Smith shakes hands with his caddie on the 18th green. Photograph: David Blunsden/Action Plus/REX/Shutterstock

“It was about the kids enjoying their golf,” he said. “And it meant they weren’t hanging around skateboard parks and shopping centres. It was about making nice human beings. To me it was a simple and great decision. Cameron just loved it. And if it cost us money, it cost us money. And if he never made a cent out of golf it wouldn’t have bothered me either way.”

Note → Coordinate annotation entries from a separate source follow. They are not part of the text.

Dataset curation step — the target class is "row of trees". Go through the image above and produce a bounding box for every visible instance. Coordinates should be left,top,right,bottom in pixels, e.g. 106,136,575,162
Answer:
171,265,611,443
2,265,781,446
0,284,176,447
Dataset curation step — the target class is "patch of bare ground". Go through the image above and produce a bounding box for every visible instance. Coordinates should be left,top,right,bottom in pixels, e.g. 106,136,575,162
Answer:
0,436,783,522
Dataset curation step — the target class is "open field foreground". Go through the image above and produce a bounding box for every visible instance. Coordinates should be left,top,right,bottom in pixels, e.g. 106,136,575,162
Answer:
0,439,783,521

Smith first travelled overseas for golf aged 16 when he represented Golf Australia at something called The Thunderbird Junior Invitational in Arizona. There were multiple offers from US colleges, but Smith wasn’t scholastically inclined. He preferred to hang around with his tradie mates, pulling beers in the RSL and playing golf. He had only ever wanted to be a professional. Why wait four years in college?

And so here he is, Australia’s latest golf sensation. And people want to know: who is this mulleted, moustached major champion? The answer: many things.

He likes XXXX Gold and his F1 simulator. As Tiger Woods sports a Sunday red polo shirt, Smith dons one in the maroon of the Queensland rugby league team. He is mates with caddies as much as his fellow players. He calls everyone “mate” anyway. He is laid-back, unaffected; cool without trying it on. Although he would not think himself cool – his upbringing would not allow it.

Smith once bought his family new cars and wrapped them in big bows. Everyone cried. At the post-Open press conference he was asked how many beers would fit in the Claret Jug. “I’m going to guess two cans of beer,” Smith replied. “I’ll probably have about 20 Claret Jugs [tonight].”

Today he lives a high-profile life in the United States, performing each week on a massive stage. He’s earned $40m in prize money. He lives in a waterside mansion in Florida. Yet Smith’s dad says there’s “no mug” in his boy.

“He’s from a blue-collar family, you don’t get away with [big-headed behaviour], Des said. “You get told to pull your head in pretty quick.”

He has the same mates as he did from school. “I seriously think if you had a beer with us, you’d think that we’re all 12,” Smith laughed. “A couple of them who are into golf are sort of interested, but most couldn’t care less. It’s actually kind of nice. It brings you back to earth.”

To which stratosphere will he go now? If he plays like he did at St Andrews again, wherever he wants. In March, Smith won the Players Championship, considered the “fifth Major” because it hosts the strongest field in golf. Before that he won the Tournament of Champions in Hawaii. In April he ran equal-third in The Masters at Augusta.

He is ranked sixth in the world with a bullet. He is both one of us and one of them – a golfer and a wizard. And perhaps, soon enough, the very best there is.